7.2 Infection Control¶
Contact precautions for C. difficile and C. auris; sporicidal disinfectants (e.g., bleach) for environmental cleaning. Universal precautions for bloodborne pathogens.
8. PROGNOSIS & COMPLICATIONS¶
Prognosis varies by pathogen and patient factors. MDRO infections are associated with higher mortality and prolonged hospitalization. C. difficile can lead to pseudomembranous colitis, while C. auris may cause fungemia and septic shock. Poor outcomes are linked to delayed diagnosis and treatment.

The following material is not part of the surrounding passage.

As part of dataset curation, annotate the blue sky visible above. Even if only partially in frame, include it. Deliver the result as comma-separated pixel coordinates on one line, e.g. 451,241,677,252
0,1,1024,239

9. SPECIAL CONSIDERATIONS¶
Pregnancy, pediatrics, and elderly patients require tailored approaches. For example, C. difficile is more common in elderly patients, while C. auris is often seen in ICU patients. Vaccination of healthcare workers is critical to prevent transmission.
9.1 Pregnancy¶
Avoid certain antibiotics (e.g., tetracyclines) and use antifungals cautiously. C. difficile and C. auris require isolation to prevent vertical transmission.
9.2 Elderly Patients¶
Higher risk of C. difficile and C. auris infections due to immunosenescence and comorbidities. Frequent reevaluation of catheter necessity is essential.
10. KEY POINTS & CLINICAL PEARLS¶
- HAIs affect 3% of hospitalized patients, with rising MDRO rates during the pandemic.
- Chlorhexidine baths, aseptic techniques, and sporicidal disinfectants are critical for prevention.
- C. difficile and C. auris require strict isolation and specialized testing.
- Vaccination of healthcare workers is essential to prevent transmission of vaccine-preventable pathogens.